コスモス満開のスタパです。
今日も昼間は少し青空がのぞき、天気予報は明日まで晴れの予報でしたが、夜は曇りとなってしまいました。
さて「ゼロ星」シリーズ、今日から新章に突入です。
第5章 四季の星空解説
本章では季節ごとの、特に注目しておきたい星座や星の並び、星空を見上げるときに知っておくと楽しいお話しなどを紹介して行きます。
5-1. 秋の星空解説
5-1-1. 「ペガススの四辺形」とその周囲の星座探し
ペガスス座は秋の星座を辿るうえで一番要となる星座です。
本題に入る前に「ペガスス」と言うと、何か違和感を感じる方もあると思います。
「ペガサス」じゃないの?・・・と
別に「ペガサス」でも間違いではないのだけれども、「ペガサス」は英語読みです。
天文学の世界ではできるだけ公平に世界共通の読みにするためラテン語読みするというのが慣例になっているので日本では「ペガスス」ということになっています。
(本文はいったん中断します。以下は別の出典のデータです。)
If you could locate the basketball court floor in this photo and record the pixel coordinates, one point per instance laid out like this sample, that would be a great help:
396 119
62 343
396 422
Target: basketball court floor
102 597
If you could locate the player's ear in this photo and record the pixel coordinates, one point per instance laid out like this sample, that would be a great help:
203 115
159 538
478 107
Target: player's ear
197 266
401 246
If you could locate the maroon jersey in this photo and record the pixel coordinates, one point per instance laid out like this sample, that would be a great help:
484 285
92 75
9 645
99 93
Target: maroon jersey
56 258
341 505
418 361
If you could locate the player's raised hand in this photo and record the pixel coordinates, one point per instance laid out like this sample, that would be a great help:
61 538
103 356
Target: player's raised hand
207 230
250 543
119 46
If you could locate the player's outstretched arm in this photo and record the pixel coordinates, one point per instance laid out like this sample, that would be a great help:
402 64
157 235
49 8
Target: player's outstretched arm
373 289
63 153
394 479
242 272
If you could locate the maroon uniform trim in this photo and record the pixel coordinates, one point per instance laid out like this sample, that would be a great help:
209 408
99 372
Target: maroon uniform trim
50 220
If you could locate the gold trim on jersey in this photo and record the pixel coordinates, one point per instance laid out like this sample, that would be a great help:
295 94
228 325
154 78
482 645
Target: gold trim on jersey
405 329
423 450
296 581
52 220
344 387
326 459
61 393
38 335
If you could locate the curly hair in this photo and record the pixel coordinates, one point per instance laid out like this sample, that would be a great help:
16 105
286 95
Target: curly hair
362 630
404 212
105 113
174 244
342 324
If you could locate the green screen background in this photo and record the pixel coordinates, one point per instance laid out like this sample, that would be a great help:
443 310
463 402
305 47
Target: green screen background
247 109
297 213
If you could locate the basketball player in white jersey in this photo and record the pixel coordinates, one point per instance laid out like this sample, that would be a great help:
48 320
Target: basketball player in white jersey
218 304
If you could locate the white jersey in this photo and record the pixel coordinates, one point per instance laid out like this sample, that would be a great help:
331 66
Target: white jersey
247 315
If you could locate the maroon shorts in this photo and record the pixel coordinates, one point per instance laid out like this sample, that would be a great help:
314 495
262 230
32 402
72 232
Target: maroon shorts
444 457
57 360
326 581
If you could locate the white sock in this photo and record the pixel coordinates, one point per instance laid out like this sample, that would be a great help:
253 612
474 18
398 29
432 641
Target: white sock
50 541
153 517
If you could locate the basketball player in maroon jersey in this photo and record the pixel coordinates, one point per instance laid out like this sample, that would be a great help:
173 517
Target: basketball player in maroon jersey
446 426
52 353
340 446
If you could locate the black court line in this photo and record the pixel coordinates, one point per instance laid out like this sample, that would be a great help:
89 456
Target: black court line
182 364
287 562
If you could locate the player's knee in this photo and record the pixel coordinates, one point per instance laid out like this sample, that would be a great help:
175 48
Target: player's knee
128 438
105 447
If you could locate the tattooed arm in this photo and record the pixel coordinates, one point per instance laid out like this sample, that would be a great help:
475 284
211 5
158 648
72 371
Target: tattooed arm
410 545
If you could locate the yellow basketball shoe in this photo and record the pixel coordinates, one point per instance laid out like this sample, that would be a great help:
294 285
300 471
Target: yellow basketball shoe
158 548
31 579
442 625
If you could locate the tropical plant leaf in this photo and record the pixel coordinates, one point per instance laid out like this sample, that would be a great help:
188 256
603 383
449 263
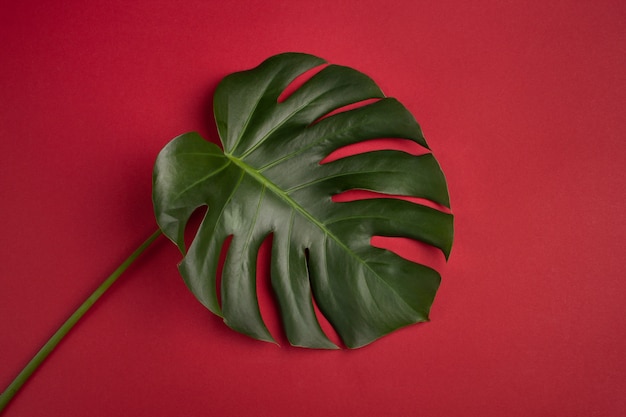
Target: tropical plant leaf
268 179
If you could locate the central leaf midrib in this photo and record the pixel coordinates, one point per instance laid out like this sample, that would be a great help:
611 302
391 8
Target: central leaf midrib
291 202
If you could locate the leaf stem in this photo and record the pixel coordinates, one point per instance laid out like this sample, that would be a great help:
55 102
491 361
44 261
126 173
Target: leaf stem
36 361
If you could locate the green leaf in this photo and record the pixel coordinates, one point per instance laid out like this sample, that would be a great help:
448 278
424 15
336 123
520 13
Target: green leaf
269 180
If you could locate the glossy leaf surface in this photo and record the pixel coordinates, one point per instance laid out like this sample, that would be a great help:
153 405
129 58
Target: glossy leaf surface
269 179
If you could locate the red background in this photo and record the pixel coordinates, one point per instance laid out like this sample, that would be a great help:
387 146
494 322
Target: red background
522 103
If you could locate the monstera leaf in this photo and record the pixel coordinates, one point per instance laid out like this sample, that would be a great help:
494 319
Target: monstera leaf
271 178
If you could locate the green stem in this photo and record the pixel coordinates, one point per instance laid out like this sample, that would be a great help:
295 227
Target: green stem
69 324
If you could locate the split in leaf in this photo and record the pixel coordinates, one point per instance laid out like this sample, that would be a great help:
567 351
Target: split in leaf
271 177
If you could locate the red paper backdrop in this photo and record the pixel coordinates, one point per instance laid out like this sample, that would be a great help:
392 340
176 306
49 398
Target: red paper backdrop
523 105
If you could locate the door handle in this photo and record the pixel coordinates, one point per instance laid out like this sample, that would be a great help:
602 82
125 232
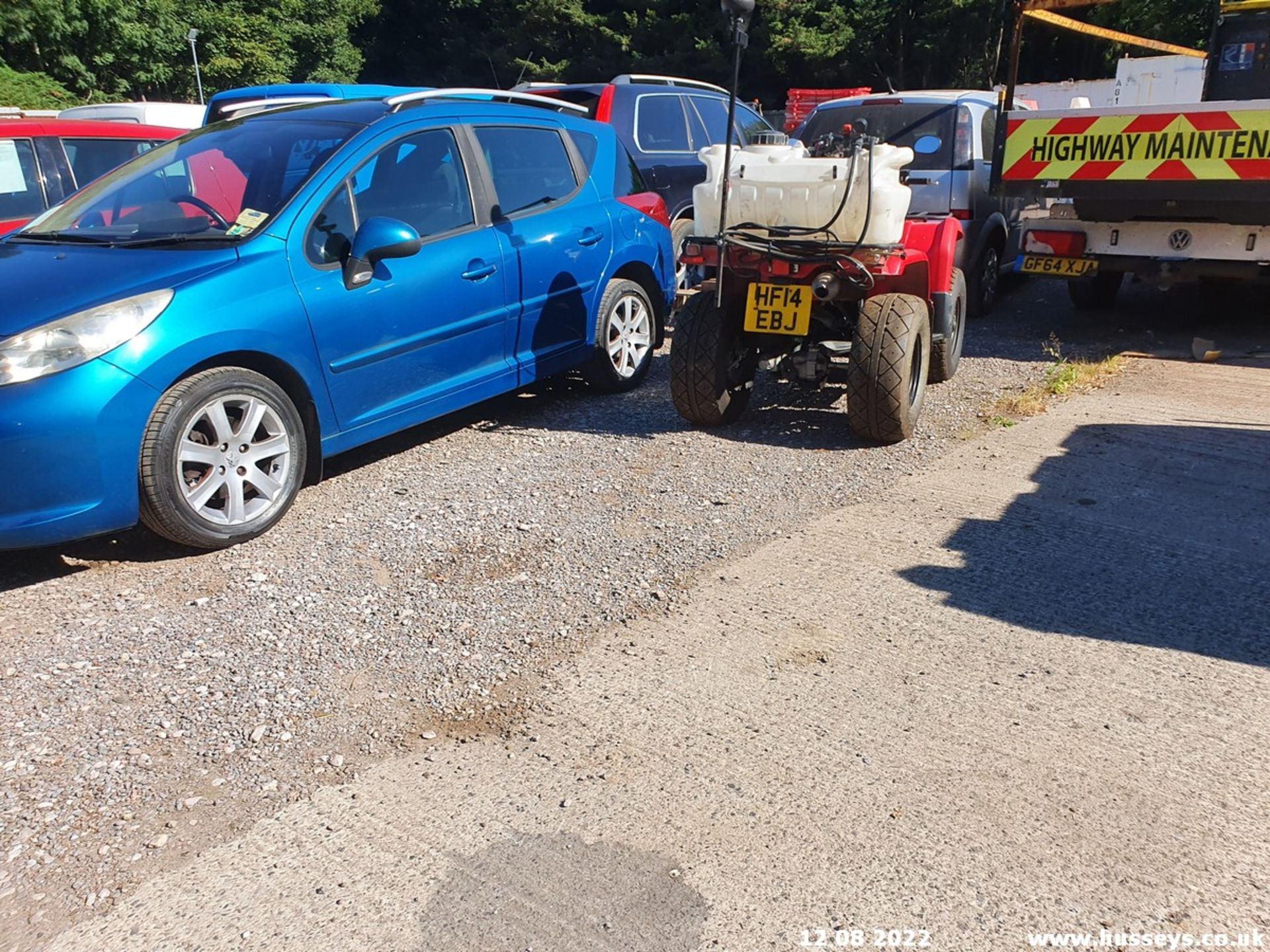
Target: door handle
478 270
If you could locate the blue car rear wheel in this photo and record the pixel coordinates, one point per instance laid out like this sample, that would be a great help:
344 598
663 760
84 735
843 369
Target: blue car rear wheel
222 459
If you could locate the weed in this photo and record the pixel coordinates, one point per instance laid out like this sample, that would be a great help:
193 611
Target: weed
1064 377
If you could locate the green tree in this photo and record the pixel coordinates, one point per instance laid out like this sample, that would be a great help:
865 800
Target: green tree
110 50
33 91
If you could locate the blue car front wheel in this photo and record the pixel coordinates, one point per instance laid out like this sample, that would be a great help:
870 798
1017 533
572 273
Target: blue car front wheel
222 459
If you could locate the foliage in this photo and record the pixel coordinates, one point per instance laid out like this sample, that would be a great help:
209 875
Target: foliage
112 50
33 91
131 48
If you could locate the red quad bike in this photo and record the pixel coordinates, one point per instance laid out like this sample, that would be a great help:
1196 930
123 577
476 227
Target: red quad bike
896 313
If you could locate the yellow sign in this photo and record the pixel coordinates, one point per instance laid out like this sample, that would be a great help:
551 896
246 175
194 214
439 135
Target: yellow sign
1209 145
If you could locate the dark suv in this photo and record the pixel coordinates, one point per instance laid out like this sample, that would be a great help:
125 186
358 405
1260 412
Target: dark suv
662 121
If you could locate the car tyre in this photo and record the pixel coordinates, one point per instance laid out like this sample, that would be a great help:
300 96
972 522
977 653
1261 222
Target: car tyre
222 459
984 284
947 354
889 367
625 334
1096 292
712 371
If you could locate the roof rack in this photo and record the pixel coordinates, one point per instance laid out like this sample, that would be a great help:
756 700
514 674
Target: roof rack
656 80
276 103
397 102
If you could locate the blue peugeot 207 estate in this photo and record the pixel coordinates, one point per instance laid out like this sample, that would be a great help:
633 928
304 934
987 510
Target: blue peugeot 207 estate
187 338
(似たようなもので「ヘラクレス」をかたどった星座を「ヘルクレス座」ということになっています。)
で、ペガスス座。
神話では秋の星座の中で一大絵巻が繰り広げられる古代エチオピア王国物語(カシオペア座、ケフェウス座、アンドロメダ座、ペルセウス座、くじら座、ペガスス座が絡む)の一角をなしていますが、物語の中では出番の少ない脇役的 存在です。
でも実際の夜空では秋の星座の中で最も中心的存在で、目立つし、他の星座を
探すのに目印となる星座です。
ペガスス座が分かれば、そこから秋の星座が芋づる式に分かるようになるとても
便利な星座でもあります。
ペガスス座のα・β・γとアルフェラッツの4つの星を結んで「秋の四辺形」とか「ペガススの四辺形」と呼んでいます。
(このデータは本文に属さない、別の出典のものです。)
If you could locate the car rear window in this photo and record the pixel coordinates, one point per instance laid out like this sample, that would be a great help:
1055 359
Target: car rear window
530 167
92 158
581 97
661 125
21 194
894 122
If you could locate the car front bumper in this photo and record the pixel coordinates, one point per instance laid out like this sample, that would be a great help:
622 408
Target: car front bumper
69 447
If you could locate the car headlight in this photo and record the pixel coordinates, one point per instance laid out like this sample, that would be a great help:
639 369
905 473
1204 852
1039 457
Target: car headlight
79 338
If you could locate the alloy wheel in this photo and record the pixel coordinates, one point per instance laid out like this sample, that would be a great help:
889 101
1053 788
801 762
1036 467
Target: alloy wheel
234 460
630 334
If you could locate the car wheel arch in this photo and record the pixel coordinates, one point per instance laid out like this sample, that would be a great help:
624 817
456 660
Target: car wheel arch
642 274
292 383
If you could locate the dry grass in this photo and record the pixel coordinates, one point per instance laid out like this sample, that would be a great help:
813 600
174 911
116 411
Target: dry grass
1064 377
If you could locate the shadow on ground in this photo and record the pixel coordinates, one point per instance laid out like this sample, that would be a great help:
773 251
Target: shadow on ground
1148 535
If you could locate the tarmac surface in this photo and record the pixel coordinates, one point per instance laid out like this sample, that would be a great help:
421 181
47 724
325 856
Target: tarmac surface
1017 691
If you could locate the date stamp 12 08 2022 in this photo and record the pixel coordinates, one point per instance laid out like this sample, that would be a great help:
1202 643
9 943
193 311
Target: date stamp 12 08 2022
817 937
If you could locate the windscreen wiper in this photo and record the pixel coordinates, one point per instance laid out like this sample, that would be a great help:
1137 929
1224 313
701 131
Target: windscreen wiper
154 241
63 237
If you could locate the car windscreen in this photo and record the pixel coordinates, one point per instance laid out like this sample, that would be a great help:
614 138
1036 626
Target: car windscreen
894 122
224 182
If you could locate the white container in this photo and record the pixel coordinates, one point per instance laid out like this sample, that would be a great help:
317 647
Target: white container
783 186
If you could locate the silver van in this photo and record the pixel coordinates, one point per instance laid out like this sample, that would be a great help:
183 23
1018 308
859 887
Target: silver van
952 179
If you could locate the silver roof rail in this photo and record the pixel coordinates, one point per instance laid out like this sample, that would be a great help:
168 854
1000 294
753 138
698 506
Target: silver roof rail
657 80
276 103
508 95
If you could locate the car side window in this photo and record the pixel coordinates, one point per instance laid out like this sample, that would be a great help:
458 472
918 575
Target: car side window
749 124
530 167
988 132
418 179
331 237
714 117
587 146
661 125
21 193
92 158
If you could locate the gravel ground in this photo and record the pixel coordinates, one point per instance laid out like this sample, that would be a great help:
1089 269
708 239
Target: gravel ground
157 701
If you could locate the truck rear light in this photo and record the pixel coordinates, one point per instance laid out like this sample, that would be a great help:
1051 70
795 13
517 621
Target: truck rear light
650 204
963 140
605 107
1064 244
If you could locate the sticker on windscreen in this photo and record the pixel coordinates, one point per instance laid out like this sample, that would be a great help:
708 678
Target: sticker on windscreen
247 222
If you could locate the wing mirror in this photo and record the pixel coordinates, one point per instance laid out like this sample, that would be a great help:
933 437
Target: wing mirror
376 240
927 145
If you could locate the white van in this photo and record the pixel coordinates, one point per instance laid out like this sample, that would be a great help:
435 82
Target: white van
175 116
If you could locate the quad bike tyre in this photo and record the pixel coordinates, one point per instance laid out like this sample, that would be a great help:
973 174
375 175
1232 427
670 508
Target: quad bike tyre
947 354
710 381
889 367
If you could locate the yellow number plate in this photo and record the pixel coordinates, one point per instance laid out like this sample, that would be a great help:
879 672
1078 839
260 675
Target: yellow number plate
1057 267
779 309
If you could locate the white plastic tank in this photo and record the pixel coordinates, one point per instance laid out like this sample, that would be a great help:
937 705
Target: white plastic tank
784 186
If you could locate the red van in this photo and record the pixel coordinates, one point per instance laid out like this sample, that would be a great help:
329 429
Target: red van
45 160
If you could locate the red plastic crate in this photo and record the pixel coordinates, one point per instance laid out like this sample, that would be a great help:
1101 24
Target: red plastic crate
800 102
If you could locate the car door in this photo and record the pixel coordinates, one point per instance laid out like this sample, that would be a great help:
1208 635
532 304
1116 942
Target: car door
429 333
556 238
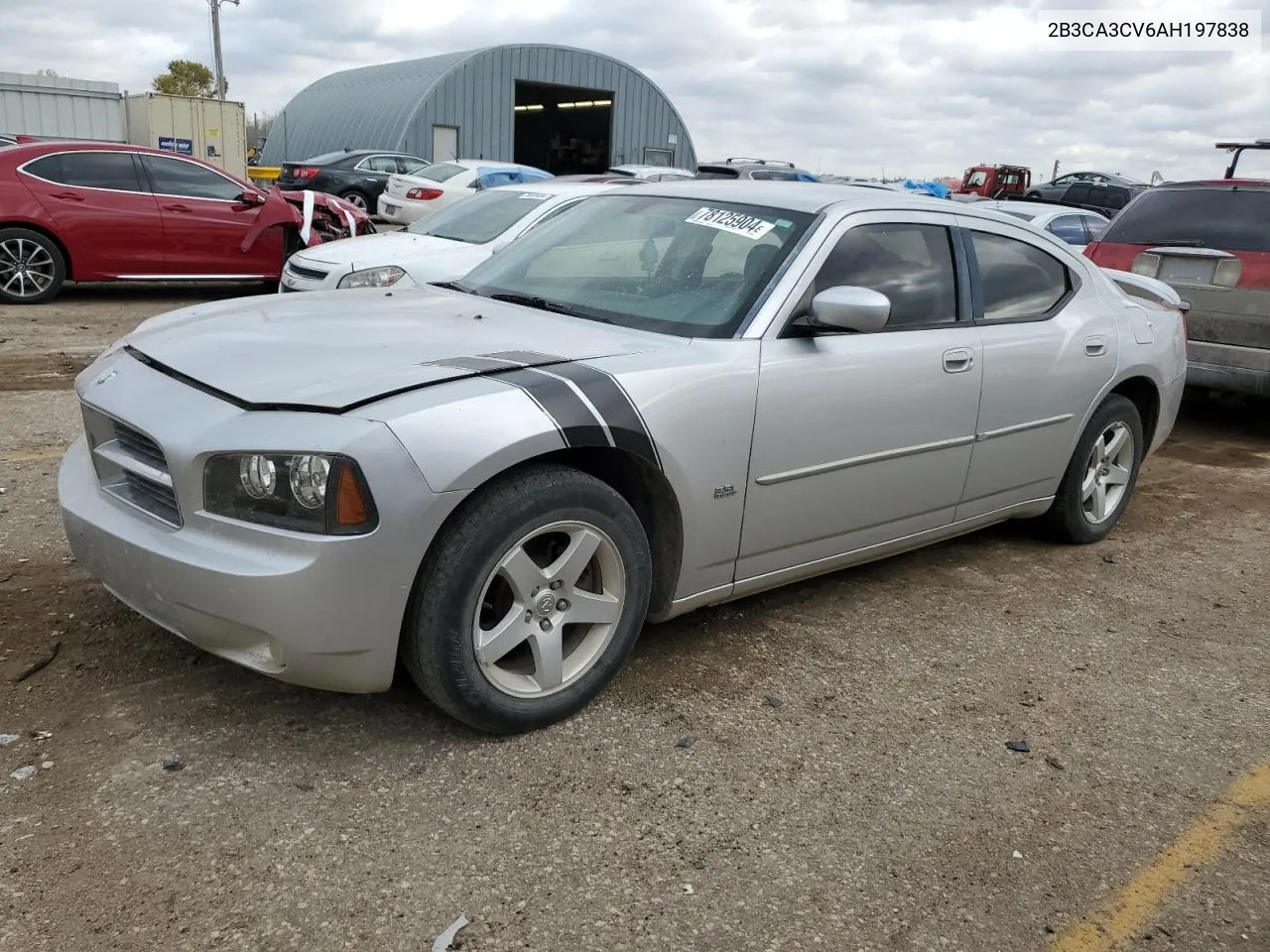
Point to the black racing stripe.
(574, 419)
(615, 407)
(529, 357)
(479, 365)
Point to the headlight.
(322, 493)
(372, 278)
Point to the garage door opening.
(564, 130)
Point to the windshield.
(439, 172)
(675, 266)
(483, 217)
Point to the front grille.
(312, 273)
(131, 466)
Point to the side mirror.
(848, 307)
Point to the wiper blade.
(539, 302)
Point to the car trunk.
(1211, 244)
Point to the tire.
(1072, 517)
(462, 593)
(32, 267)
(358, 199)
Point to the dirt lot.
(825, 767)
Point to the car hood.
(385, 248)
(336, 349)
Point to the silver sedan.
(662, 399)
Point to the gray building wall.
(397, 104)
(56, 107)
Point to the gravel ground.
(822, 767)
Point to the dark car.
(356, 176)
(1055, 189)
(1210, 241)
(1105, 199)
(753, 169)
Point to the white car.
(653, 173)
(444, 246)
(434, 186)
(1076, 226)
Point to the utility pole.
(216, 44)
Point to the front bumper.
(317, 611)
(402, 211)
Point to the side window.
(911, 264)
(1017, 280)
(1070, 229)
(173, 177)
(111, 171)
(1078, 193)
(380, 163)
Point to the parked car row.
(604, 421)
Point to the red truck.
(994, 181)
2~3等星の星たちですが、秋になると空高く昇りよく目に着きます。
春・夏・冬には大三角と呼ばれる目印があり、ほとんどが1等星(春の大三角の1コだけ2等星ですが)で構成され都会でも見えるのですが、秋は四辺形で都会では見えにくいです。
でも春・夏・冬の大三角がそれ自身が目立ってそれで終わり的な部分が強いのに
対して、この四辺形を目印にいろいろな星座が探せる便利な目印なんです。
なので是非秋の星座の第一番目に覚えて頂きたい星座だと思っています。
上の写真のなかで秋の四辺形の一角、アルフェラッツだけギリシャ文字の符号でなく固有名で書いてあるのには訳があります。
アルフェラッツには「馬のおへそ」と言う意味があり、四辺形の一角をなしているので、てっきりペガスス座の星かと思ってしますのですが、実はこの星お隣のアンドロメダ座のα星なんです。
昔々は星座の境界線というのはハッキリ決まっていなくて、アルフェラッツはペガスス座δ星とアンドロメダ座α星を兼務していました。
とてもおおらかな時代で、必要に応じて使い分けていたようです。
でも近代天文学の合理主義のもとではそんなことが許されず、どちらかハッキリ白黒付けざるを得なくなりました。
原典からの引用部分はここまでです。